Intelligence: April 4, 2005


Several studies of American intelligence efforts prior to September 11, 2001 reveal that nearly everyone thought Iraq had weapons of mass destruction (WMD, or chemical, biological and nuclear weapons.) Iraq had none of them, but Iraqi leader Saddam Hussein refused to cooperate in proving that. The refusal led the intelligence services of all major nations to agree that Iraq must have the WMD. After all, why else would Saddam Hussein play games with the UN weapons inspectors? It turned out that Saddam was spinning his tales because he felt the illusion of having WMD was the only thing keeping Iran, or anyone else, from coming after him. The illusion of WMD still made him a mighty leader in the eyes of many Moslems, particularly Arabs. That was more important to Saddam than getting the UN embargo lifted, or the welfare of Iraqis.

What does all this say about how the intelligence agencies operate?
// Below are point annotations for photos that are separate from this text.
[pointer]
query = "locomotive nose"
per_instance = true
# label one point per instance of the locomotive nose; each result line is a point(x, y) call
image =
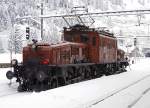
point(41, 76)
point(9, 75)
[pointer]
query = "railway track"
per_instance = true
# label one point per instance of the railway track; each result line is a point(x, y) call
point(5, 65)
point(115, 92)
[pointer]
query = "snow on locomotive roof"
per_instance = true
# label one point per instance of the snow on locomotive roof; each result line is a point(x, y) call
point(79, 27)
point(62, 43)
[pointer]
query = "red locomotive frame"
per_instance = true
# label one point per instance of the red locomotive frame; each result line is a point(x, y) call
point(84, 53)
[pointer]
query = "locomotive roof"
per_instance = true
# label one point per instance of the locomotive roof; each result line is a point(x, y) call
point(65, 43)
point(83, 28)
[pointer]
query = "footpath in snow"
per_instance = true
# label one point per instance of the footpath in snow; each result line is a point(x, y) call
point(86, 94)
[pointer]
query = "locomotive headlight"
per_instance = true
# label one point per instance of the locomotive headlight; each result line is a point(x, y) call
point(14, 62)
point(41, 76)
point(33, 46)
point(9, 75)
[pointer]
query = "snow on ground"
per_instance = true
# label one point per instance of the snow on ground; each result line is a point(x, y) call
point(83, 94)
point(6, 57)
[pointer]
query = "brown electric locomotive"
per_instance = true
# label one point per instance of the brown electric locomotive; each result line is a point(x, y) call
point(84, 53)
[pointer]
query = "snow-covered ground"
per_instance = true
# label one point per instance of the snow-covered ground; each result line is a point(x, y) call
point(96, 93)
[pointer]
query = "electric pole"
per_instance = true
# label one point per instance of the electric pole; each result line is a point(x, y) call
point(41, 21)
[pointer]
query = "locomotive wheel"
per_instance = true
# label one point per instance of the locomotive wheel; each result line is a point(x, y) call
point(94, 71)
point(54, 83)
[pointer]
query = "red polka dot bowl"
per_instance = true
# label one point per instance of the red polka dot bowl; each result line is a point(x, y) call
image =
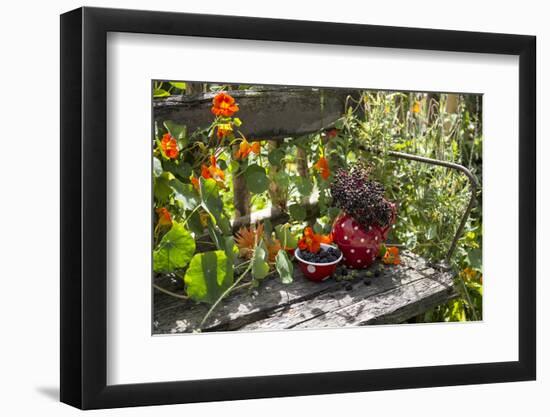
point(316, 271)
point(359, 245)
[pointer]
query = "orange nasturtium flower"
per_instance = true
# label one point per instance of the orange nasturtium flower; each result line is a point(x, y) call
point(224, 130)
point(169, 146)
point(245, 148)
point(213, 171)
point(391, 257)
point(311, 241)
point(322, 166)
point(165, 218)
point(224, 105)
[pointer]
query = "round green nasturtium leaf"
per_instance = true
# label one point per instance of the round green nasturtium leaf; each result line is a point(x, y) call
point(233, 167)
point(181, 169)
point(260, 268)
point(256, 179)
point(282, 179)
point(303, 185)
point(284, 267)
point(161, 187)
point(174, 250)
point(208, 276)
point(285, 236)
point(297, 212)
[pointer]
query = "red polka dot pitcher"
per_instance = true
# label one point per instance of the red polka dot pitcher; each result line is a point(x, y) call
point(360, 245)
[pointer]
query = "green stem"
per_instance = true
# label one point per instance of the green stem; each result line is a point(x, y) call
point(224, 294)
point(173, 294)
point(467, 294)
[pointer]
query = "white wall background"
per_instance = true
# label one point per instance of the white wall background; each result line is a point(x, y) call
point(29, 232)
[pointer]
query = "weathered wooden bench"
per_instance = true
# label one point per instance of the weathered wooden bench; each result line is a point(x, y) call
point(398, 294)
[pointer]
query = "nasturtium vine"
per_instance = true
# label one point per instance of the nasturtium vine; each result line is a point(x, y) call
point(208, 276)
point(174, 250)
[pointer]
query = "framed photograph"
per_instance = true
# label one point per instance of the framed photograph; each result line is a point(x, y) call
point(257, 208)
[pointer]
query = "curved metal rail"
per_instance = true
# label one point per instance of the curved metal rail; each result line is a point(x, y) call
point(451, 165)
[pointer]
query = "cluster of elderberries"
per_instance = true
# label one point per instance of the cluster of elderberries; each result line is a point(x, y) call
point(360, 197)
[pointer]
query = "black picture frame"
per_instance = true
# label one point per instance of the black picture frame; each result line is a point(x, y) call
point(84, 207)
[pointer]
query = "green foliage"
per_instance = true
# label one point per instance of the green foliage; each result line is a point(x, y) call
point(208, 276)
point(284, 267)
point(430, 199)
point(256, 179)
point(174, 250)
point(260, 268)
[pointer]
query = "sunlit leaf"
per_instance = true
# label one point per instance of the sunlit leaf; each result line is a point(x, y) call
point(186, 194)
point(284, 267)
point(297, 212)
point(285, 236)
point(256, 179)
point(208, 276)
point(174, 250)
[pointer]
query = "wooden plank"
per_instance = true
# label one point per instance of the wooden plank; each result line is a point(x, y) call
point(275, 305)
point(270, 113)
point(393, 306)
point(316, 309)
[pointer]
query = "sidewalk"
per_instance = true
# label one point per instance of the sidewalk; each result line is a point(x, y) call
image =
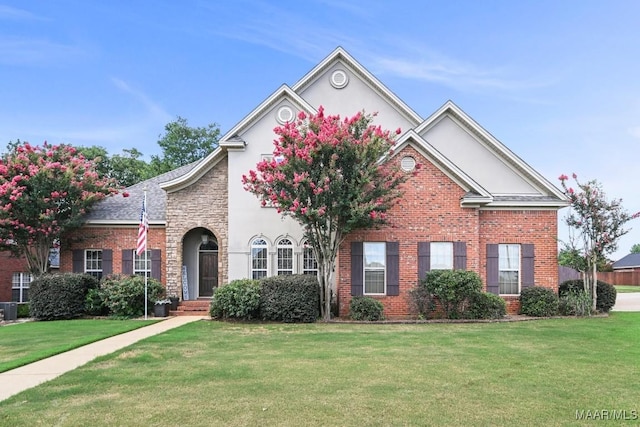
point(24, 377)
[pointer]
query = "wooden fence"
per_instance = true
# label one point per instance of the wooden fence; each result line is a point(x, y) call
point(629, 278)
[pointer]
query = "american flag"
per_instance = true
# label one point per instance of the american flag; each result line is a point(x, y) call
point(142, 231)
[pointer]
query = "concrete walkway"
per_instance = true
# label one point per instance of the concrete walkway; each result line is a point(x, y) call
point(627, 302)
point(19, 379)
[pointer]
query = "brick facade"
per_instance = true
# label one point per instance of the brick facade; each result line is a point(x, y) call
point(430, 211)
point(202, 204)
point(8, 266)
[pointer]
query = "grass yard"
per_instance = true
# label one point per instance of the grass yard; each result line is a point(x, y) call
point(233, 374)
point(627, 289)
point(28, 342)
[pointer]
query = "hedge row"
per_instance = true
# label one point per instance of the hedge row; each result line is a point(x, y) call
point(287, 298)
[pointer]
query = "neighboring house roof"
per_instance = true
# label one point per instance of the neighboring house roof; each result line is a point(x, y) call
point(628, 261)
point(120, 210)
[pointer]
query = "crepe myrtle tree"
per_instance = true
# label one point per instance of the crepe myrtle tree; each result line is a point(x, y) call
point(330, 175)
point(44, 192)
point(598, 225)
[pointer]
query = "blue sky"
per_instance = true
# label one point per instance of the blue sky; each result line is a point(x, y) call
point(558, 82)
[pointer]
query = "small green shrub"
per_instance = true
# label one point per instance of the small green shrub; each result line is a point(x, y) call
point(366, 308)
point(606, 293)
point(453, 289)
point(124, 295)
point(23, 310)
point(575, 303)
point(290, 298)
point(94, 303)
point(485, 305)
point(239, 299)
point(538, 301)
point(421, 301)
point(59, 296)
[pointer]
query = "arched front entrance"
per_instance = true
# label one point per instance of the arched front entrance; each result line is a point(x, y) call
point(207, 266)
point(200, 264)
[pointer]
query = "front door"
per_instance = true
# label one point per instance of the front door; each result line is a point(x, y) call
point(208, 279)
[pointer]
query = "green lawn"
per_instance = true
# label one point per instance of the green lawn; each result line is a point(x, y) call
point(234, 374)
point(627, 289)
point(28, 342)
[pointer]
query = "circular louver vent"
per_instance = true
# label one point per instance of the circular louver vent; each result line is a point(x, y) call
point(284, 115)
point(339, 79)
point(408, 163)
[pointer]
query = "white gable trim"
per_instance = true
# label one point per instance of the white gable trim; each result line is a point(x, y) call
point(196, 173)
point(340, 55)
point(526, 172)
point(412, 138)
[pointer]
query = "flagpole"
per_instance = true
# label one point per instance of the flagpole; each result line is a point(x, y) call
point(146, 232)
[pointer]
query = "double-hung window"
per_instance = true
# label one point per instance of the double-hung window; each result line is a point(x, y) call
point(374, 268)
point(285, 257)
point(309, 262)
point(441, 256)
point(259, 259)
point(93, 262)
point(142, 264)
point(509, 269)
point(20, 287)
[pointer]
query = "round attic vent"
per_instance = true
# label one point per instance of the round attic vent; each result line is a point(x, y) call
point(284, 115)
point(408, 163)
point(339, 79)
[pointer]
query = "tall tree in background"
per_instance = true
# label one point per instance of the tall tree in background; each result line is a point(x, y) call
point(182, 144)
point(326, 173)
point(598, 226)
point(44, 193)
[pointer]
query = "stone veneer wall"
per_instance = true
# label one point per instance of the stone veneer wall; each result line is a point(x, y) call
point(204, 203)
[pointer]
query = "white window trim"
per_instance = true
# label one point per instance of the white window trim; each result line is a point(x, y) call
point(138, 272)
point(251, 257)
point(91, 271)
point(289, 246)
point(23, 283)
point(519, 269)
point(365, 269)
point(306, 248)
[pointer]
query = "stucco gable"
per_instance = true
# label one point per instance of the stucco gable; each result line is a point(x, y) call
point(486, 160)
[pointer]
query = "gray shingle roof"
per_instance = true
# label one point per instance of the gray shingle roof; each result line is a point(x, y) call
point(627, 261)
point(118, 208)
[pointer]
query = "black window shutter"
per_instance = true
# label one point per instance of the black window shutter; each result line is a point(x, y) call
point(493, 284)
point(459, 256)
point(107, 261)
point(356, 269)
point(77, 260)
point(528, 257)
point(393, 268)
point(424, 259)
point(156, 264)
point(127, 261)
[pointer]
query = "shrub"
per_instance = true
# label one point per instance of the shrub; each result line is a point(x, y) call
point(483, 305)
point(606, 293)
point(453, 289)
point(365, 308)
point(290, 298)
point(59, 296)
point(538, 301)
point(124, 295)
point(239, 299)
point(23, 310)
point(575, 303)
point(421, 300)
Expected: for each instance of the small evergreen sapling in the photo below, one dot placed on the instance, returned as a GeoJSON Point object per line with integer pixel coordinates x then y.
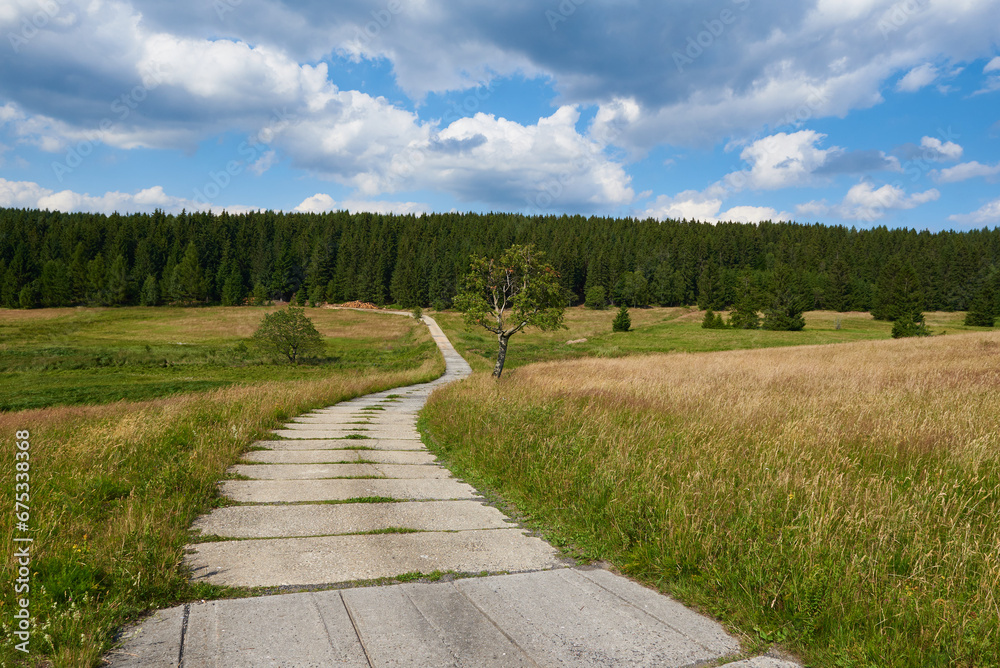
{"type": "Point", "coordinates": [713, 320]}
{"type": "Point", "coordinates": [622, 321]}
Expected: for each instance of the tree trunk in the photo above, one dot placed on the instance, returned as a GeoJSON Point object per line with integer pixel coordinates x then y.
{"type": "Point", "coordinates": [501, 356]}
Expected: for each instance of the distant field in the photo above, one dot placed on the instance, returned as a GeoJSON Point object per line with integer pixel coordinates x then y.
{"type": "Point", "coordinates": [114, 487]}
{"type": "Point", "coordinates": [656, 330]}
{"type": "Point", "coordinates": [80, 356]}
{"type": "Point", "coordinates": [840, 501]}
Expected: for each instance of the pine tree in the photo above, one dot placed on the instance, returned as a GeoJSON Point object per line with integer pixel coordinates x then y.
{"type": "Point", "coordinates": [187, 283]}
{"type": "Point", "coordinates": [117, 282]}
{"type": "Point", "coordinates": [983, 309]}
{"type": "Point", "coordinates": [55, 284]}
{"type": "Point", "coordinates": [596, 298]}
{"type": "Point", "coordinates": [622, 321]}
{"type": "Point", "coordinates": [149, 295]}
{"type": "Point", "coordinates": [96, 276]}
{"type": "Point", "coordinates": [784, 312]}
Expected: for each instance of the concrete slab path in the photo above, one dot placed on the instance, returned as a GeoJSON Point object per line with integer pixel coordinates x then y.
{"type": "Point", "coordinates": [347, 495]}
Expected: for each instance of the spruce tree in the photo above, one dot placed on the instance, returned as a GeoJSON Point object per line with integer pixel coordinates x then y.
{"type": "Point", "coordinates": [149, 295]}
{"type": "Point", "coordinates": [983, 309]}
{"type": "Point", "coordinates": [622, 321]}
{"type": "Point", "coordinates": [784, 312]}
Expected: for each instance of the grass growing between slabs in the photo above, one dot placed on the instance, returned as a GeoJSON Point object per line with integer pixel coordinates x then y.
{"type": "Point", "coordinates": [840, 501]}
{"type": "Point", "coordinates": [115, 487]}
{"type": "Point", "coordinates": [86, 356]}
{"type": "Point", "coordinates": [664, 330]}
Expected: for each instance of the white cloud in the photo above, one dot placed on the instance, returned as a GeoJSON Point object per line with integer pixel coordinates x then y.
{"type": "Point", "coordinates": [781, 161]}
{"type": "Point", "coordinates": [917, 78]}
{"type": "Point", "coordinates": [28, 194]}
{"type": "Point", "coordinates": [264, 163]}
{"type": "Point", "coordinates": [865, 202]}
{"type": "Point", "coordinates": [935, 149]}
{"type": "Point", "coordinates": [988, 214]}
{"type": "Point", "coordinates": [966, 170]}
{"type": "Point", "coordinates": [321, 203]}
{"type": "Point", "coordinates": [694, 205]}
{"type": "Point", "coordinates": [375, 148]}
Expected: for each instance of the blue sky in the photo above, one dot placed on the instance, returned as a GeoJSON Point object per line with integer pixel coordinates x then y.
{"type": "Point", "coordinates": [855, 112]}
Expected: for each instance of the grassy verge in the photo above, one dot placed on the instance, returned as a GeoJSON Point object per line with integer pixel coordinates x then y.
{"type": "Point", "coordinates": [841, 501]}
{"type": "Point", "coordinates": [664, 330]}
{"type": "Point", "coordinates": [115, 487]}
{"type": "Point", "coordinates": [84, 356]}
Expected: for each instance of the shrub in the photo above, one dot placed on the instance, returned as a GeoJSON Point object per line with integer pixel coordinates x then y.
{"type": "Point", "coordinates": [596, 298]}
{"type": "Point", "coordinates": [289, 333]}
{"type": "Point", "coordinates": [622, 321]}
{"type": "Point", "coordinates": [712, 320]}
{"type": "Point", "coordinates": [909, 325]}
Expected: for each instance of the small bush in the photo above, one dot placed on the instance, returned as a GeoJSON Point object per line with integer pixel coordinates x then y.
{"type": "Point", "coordinates": [712, 320]}
{"type": "Point", "coordinates": [289, 333]}
{"type": "Point", "coordinates": [909, 325]}
{"type": "Point", "coordinates": [622, 321]}
{"type": "Point", "coordinates": [596, 298]}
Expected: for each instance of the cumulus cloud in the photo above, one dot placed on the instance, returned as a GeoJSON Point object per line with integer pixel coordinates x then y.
{"type": "Point", "coordinates": [965, 171]}
{"type": "Point", "coordinates": [865, 202]}
{"type": "Point", "coordinates": [694, 205]}
{"type": "Point", "coordinates": [365, 143]}
{"type": "Point", "coordinates": [917, 78]}
{"type": "Point", "coordinates": [322, 203]}
{"type": "Point", "coordinates": [988, 214]}
{"type": "Point", "coordinates": [30, 195]}
{"type": "Point", "coordinates": [931, 149]}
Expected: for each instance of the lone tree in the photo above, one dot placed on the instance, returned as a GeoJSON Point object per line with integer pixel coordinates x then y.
{"type": "Point", "coordinates": [289, 333]}
{"type": "Point", "coordinates": [507, 294]}
{"type": "Point", "coordinates": [622, 321]}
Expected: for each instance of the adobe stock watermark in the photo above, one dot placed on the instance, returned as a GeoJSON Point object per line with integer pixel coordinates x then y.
{"type": "Point", "coordinates": [250, 151]}
{"type": "Point", "coordinates": [121, 108]}
{"type": "Point", "coordinates": [705, 39]}
{"type": "Point", "coordinates": [562, 12]}
{"type": "Point", "coordinates": [22, 542]}
{"type": "Point", "coordinates": [32, 25]}
{"type": "Point", "coordinates": [899, 15]}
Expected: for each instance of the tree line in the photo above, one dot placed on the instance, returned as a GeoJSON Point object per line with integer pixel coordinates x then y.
{"type": "Point", "coordinates": [62, 259]}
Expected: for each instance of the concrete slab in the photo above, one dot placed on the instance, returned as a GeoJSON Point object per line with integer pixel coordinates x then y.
{"type": "Point", "coordinates": [297, 491]}
{"type": "Point", "coordinates": [561, 618]}
{"type": "Point", "coordinates": [287, 630]}
{"type": "Point", "coordinates": [154, 642]}
{"type": "Point", "coordinates": [446, 630]}
{"type": "Point", "coordinates": [333, 559]}
{"type": "Point", "coordinates": [763, 662]}
{"type": "Point", "coordinates": [707, 632]}
{"type": "Point", "coordinates": [339, 456]}
{"type": "Point", "coordinates": [339, 444]}
{"type": "Point", "coordinates": [321, 471]}
{"type": "Point", "coordinates": [327, 519]}
{"type": "Point", "coordinates": [326, 434]}
{"type": "Point", "coordinates": [304, 471]}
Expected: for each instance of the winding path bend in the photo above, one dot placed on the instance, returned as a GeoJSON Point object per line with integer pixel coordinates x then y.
{"type": "Point", "coordinates": [349, 495]}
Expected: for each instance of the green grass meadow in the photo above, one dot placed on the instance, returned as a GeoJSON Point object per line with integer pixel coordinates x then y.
{"type": "Point", "coordinates": [134, 416]}
{"type": "Point", "coordinates": [83, 356]}
{"type": "Point", "coordinates": [664, 330]}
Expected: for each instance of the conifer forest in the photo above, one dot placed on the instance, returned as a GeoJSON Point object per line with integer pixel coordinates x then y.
{"type": "Point", "coordinates": [52, 259]}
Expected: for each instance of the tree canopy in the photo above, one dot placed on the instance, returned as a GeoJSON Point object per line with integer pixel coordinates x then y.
{"type": "Point", "coordinates": [66, 259]}
{"type": "Point", "coordinates": [289, 333]}
{"type": "Point", "coordinates": [506, 294]}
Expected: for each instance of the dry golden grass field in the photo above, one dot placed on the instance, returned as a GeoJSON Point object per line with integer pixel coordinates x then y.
{"type": "Point", "coordinates": [842, 501]}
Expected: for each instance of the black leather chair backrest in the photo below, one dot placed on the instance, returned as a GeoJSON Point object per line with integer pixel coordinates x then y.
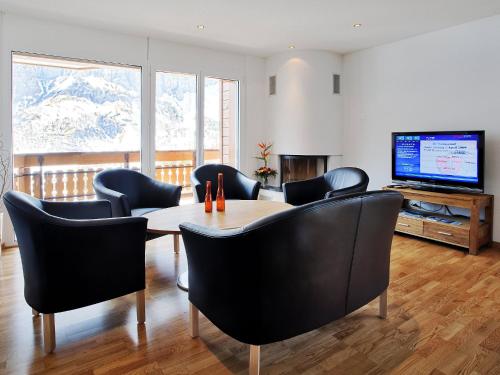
{"type": "Point", "coordinates": [126, 181]}
{"type": "Point", "coordinates": [335, 183]}
{"type": "Point", "coordinates": [347, 177]}
{"type": "Point", "coordinates": [70, 263]}
{"type": "Point", "coordinates": [236, 184]}
{"type": "Point", "coordinates": [294, 271]}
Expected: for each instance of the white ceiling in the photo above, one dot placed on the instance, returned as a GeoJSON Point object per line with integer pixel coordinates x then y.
{"type": "Point", "coordinates": [264, 27]}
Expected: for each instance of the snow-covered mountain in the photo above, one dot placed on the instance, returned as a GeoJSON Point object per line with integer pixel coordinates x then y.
{"type": "Point", "coordinates": [63, 110]}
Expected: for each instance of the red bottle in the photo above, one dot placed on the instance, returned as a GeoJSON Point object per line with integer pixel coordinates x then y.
{"type": "Point", "coordinates": [208, 197]}
{"type": "Point", "coordinates": [220, 201]}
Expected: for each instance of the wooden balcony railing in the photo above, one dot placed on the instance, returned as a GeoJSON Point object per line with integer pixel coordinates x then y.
{"type": "Point", "coordinates": [69, 176]}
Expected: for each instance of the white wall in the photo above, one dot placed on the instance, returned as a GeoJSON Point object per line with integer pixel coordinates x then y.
{"type": "Point", "coordinates": [25, 34]}
{"type": "Point", "coordinates": [445, 80]}
{"type": "Point", "coordinates": [305, 117]}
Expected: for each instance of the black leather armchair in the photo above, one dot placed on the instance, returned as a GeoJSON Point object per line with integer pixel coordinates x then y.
{"type": "Point", "coordinates": [292, 272]}
{"type": "Point", "coordinates": [74, 254]}
{"type": "Point", "coordinates": [335, 183]}
{"type": "Point", "coordinates": [132, 193]}
{"type": "Point", "coordinates": [236, 184]}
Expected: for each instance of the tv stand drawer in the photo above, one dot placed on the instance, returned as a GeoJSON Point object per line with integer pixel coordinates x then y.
{"type": "Point", "coordinates": [447, 233]}
{"type": "Point", "coordinates": [408, 225]}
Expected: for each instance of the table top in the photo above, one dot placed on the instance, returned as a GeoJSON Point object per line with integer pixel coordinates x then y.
{"type": "Point", "coordinates": [238, 213]}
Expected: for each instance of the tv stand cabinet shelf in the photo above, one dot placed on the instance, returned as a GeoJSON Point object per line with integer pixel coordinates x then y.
{"type": "Point", "coordinates": [472, 234]}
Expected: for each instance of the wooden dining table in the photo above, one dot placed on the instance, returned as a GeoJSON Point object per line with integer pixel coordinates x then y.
{"type": "Point", "coordinates": [237, 214]}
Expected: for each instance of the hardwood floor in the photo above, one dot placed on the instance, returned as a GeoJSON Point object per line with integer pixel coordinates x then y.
{"type": "Point", "coordinates": [443, 318]}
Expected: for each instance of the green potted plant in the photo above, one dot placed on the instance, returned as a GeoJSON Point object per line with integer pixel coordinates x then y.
{"type": "Point", "coordinates": [264, 172]}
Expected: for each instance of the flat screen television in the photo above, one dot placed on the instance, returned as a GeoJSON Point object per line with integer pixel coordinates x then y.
{"type": "Point", "coordinates": [439, 160]}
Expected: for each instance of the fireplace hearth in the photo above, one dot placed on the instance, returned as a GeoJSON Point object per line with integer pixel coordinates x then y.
{"type": "Point", "coordinates": [301, 167]}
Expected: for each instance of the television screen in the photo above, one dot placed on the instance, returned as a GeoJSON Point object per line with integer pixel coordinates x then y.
{"type": "Point", "coordinates": [439, 158]}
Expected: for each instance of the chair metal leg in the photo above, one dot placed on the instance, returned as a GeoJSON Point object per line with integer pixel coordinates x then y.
{"type": "Point", "coordinates": [176, 243]}
{"type": "Point", "coordinates": [383, 305]}
{"type": "Point", "coordinates": [254, 363]}
{"type": "Point", "coordinates": [141, 306]}
{"type": "Point", "coordinates": [193, 320]}
{"type": "Point", "coordinates": [49, 333]}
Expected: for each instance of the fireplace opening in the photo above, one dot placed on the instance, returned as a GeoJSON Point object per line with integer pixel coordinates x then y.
{"type": "Point", "coordinates": [302, 167]}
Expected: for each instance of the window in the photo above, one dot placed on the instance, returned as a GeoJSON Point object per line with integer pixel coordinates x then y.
{"type": "Point", "coordinates": [70, 119]}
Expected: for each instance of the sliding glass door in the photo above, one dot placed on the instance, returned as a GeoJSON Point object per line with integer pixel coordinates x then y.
{"type": "Point", "coordinates": [221, 110]}
{"type": "Point", "coordinates": [184, 140]}
{"type": "Point", "coordinates": [176, 128]}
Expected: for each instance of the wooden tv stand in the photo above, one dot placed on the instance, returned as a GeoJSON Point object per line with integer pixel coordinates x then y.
{"type": "Point", "coordinates": [472, 234]}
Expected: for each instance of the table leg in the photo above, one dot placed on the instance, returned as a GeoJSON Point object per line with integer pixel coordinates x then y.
{"type": "Point", "coordinates": [176, 243]}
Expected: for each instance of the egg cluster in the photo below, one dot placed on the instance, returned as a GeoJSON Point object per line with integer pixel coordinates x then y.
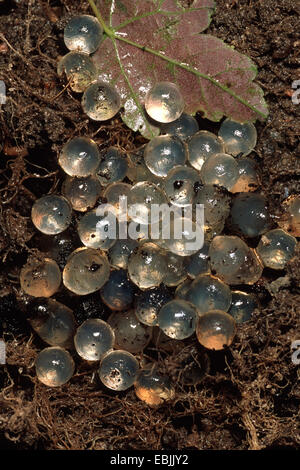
{"type": "Point", "coordinates": [150, 283]}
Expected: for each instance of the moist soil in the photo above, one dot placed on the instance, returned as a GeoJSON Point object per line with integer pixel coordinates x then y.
{"type": "Point", "coordinates": [247, 396]}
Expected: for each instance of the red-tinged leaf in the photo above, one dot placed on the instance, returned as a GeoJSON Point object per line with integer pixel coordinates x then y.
{"type": "Point", "coordinates": [156, 40]}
It says that the intelligence agencies are not as all-knowing as most of us think (and the intelligence agencies would like to have us think) It says that intelligence agencies find safety in numbers. They tend to agree with one another, at least when forced to make a public statement on something (like, does Iraq have WMD). This is caused by fear, fear of being wrong or, perhaps, more of fear that someone else will be right. The intelligence agencies are not immune to the allure, and safety, of the conventional wisdom.

The fact of the matter is that no one had penetrated the inner sanctum of Iraqs leadership. Aptly called, the Republic of Fear, Saddams Iraq was very much a police state. Saddam ruled by fear and secrecy. When his government fell in April, 2003, many senior leaders were captured. Few of them had a clear idea of exactly what Saddam was up to. Eventually it became clear that Saddam was running a scam, one that even many of his closest aides were not in on. In hindsight, what Saddam did made sense. Especially from Saddams point of view. Saddam had many enemies, inside and outside of the country. With his armed forces wrecked in the 1991 war, and his oil wealth greatly diminished by the UN embargo, his best remaining weapons were fear, and secrecy. 

The appeal of the conventional wisdom is not limited to intelligence professionals. The news media is another believer. When a big story breaks, whether its true, or relevant, does not matter. If the public perks up, every other new outlet picks up the story and a feeding frenzy ensues. 

This conventional wisdom has its origins in human nature. Thats why we have urban legends and, as Napoleon noted, lies mutually agreed upon. If it sounds true, or at least interesting, it could be true. If theres no compelling evidence to the contrary, you have another bit of conventional wisdom. And so it was with Saddams weapons. It seemed a reasonable assumption, and with no compelling evidence to the contrary, the WMD were as if they were real.